The economic activity from the operations of Canada’s public sector pension plans, as well as retirees spending their income from those plans, supports 877,100 jobs and 55,500 businesses, with $33.1 billion in annual wages and $21.4 billion in tax revenue, according to a new report.
The report, released by the Canadian Centre for Economic Analysis and commissioned by the Canadian Public Pension Leadership Council, found that every $10 of pension payments generates $16.70 of economic activity and makes a total contribution of $82 billion (3.6 per cent) to Canada’s economy annually.
The findings highlight how the $49 billion paid annually in pensions provides stability to regions across Canada and benefits provinces in different ways. Atlantic Canada has the highest percentage economic contribution, Ontario receives the biggest economic benefit per $10 of pension payment and Alberta has the highest proportion of jobs generated for people under age 35.
In total, 39 per cent of the 877,100 jobs supported go to people under age 35; 797,900 children live in households where income originates from public pension plan activity; rural communities benefit by 6.4 per cent more per capita than urban communities; and 72 per cent of the businesses supported employ fewer than 10 people.
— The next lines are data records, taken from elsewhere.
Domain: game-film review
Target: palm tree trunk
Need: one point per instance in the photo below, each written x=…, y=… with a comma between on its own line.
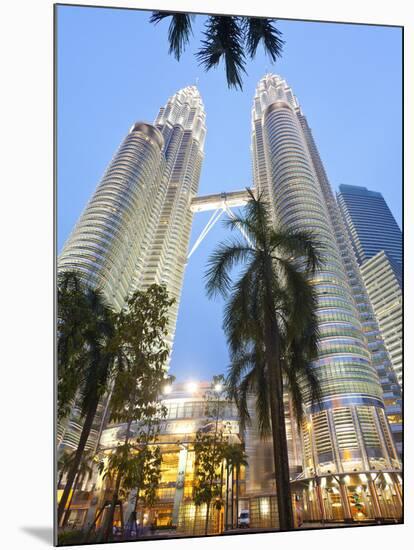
x=237, y=494
x=90, y=415
x=115, y=496
x=277, y=411
x=232, y=496
x=62, y=473
x=207, y=514
x=226, y=518
x=75, y=488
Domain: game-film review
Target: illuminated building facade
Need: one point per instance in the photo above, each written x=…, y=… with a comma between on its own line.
x=135, y=229
x=348, y=441
x=377, y=241
x=383, y=280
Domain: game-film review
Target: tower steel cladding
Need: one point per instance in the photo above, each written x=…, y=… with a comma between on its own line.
x=348, y=436
x=135, y=230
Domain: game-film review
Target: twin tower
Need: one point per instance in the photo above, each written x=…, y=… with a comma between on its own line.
x=136, y=228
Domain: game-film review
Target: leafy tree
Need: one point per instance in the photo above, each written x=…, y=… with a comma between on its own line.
x=85, y=358
x=142, y=327
x=271, y=326
x=226, y=38
x=136, y=466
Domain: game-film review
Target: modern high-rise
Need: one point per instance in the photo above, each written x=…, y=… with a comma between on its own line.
x=135, y=230
x=377, y=240
x=383, y=280
x=348, y=438
x=371, y=225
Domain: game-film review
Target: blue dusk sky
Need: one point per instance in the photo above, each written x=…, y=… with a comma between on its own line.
x=113, y=68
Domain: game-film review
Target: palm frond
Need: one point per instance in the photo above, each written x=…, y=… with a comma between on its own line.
x=258, y=29
x=223, y=38
x=179, y=31
x=300, y=244
x=221, y=262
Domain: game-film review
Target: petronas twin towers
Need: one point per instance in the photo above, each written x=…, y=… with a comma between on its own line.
x=136, y=228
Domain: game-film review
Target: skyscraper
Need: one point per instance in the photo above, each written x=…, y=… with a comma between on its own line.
x=370, y=223
x=377, y=240
x=383, y=279
x=135, y=230
x=350, y=435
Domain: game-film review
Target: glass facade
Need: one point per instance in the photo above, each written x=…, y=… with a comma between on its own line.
x=135, y=230
x=288, y=170
x=370, y=223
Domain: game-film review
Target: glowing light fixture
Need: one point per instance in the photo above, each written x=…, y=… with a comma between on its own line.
x=192, y=387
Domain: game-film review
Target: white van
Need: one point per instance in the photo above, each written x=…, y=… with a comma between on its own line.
x=244, y=519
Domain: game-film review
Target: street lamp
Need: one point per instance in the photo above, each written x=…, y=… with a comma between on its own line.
x=192, y=387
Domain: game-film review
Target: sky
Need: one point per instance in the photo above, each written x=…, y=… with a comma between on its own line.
x=113, y=68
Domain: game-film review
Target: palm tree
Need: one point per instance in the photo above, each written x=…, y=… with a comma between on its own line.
x=269, y=316
x=226, y=38
x=235, y=457
x=64, y=463
x=85, y=358
x=85, y=469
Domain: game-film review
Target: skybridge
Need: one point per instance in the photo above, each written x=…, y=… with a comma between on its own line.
x=219, y=203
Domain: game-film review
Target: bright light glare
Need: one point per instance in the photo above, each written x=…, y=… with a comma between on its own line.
x=192, y=387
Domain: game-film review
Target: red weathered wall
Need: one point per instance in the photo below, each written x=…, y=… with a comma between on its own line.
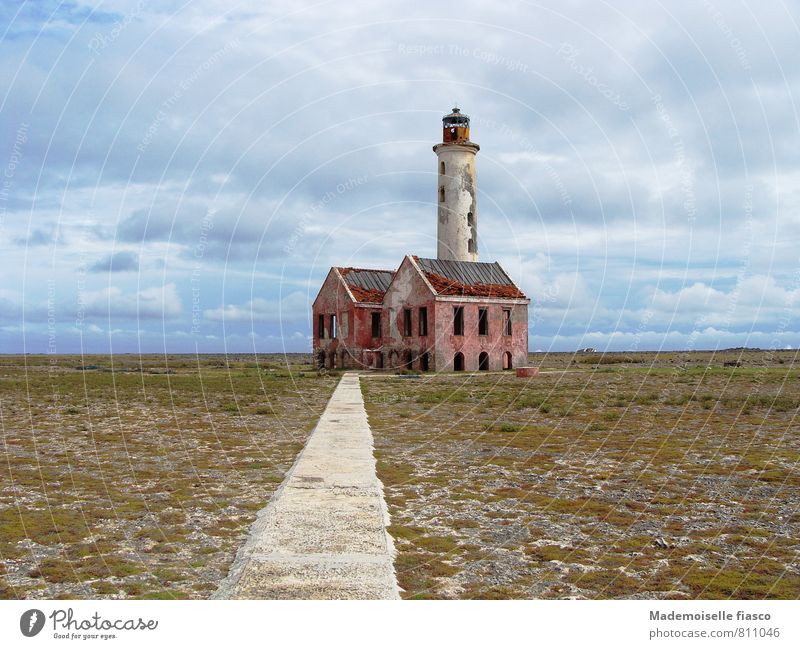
x=408, y=291
x=357, y=349
x=471, y=344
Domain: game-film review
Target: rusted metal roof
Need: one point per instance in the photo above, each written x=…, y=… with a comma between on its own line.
x=471, y=278
x=365, y=284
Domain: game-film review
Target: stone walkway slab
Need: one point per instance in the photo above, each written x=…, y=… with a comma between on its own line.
x=323, y=533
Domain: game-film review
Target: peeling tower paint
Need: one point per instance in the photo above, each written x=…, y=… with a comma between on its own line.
x=457, y=234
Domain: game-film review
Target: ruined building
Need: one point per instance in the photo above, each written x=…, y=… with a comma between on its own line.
x=449, y=313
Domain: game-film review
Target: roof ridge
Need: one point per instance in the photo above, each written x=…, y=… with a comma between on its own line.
x=352, y=269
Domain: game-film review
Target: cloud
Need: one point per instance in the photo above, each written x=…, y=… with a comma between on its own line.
x=116, y=263
x=40, y=237
x=293, y=307
x=154, y=303
x=645, y=152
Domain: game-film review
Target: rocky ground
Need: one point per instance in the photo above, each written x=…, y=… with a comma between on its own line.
x=623, y=476
x=140, y=476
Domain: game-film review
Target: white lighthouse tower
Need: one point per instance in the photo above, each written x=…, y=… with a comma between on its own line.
x=457, y=234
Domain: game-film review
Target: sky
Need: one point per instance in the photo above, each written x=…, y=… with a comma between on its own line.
x=180, y=176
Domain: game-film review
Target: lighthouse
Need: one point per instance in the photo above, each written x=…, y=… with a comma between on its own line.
x=457, y=232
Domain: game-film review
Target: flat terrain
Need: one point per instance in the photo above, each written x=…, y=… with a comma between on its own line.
x=139, y=477
x=631, y=476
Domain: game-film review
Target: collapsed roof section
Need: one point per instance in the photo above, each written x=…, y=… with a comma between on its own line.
x=468, y=278
x=367, y=285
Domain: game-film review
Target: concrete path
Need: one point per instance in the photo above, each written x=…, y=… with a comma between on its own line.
x=323, y=533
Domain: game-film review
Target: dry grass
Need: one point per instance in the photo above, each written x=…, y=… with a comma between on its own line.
x=668, y=477
x=139, y=477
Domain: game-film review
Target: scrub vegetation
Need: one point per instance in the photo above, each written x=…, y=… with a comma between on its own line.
x=139, y=477
x=607, y=476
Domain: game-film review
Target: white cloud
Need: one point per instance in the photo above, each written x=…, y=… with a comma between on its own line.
x=291, y=308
“Canada’s public sector pension plans were set up to provide a stable retirement income for public servants, but this research speaks to a much broader impact,” said Derek Dobson, co-chair of the CPPLC and chief executive officer and plan manager at the Colleges of Applied Arts and Technology pension plan, in a press release. “Four million Canadians of different ages in all regions benefit directly or indirectly from the economic activity generated from pension operations and retirement spending. This speaks to the value our public pension plans provide as a unique asset for the country in supporting jobs, households and communities.”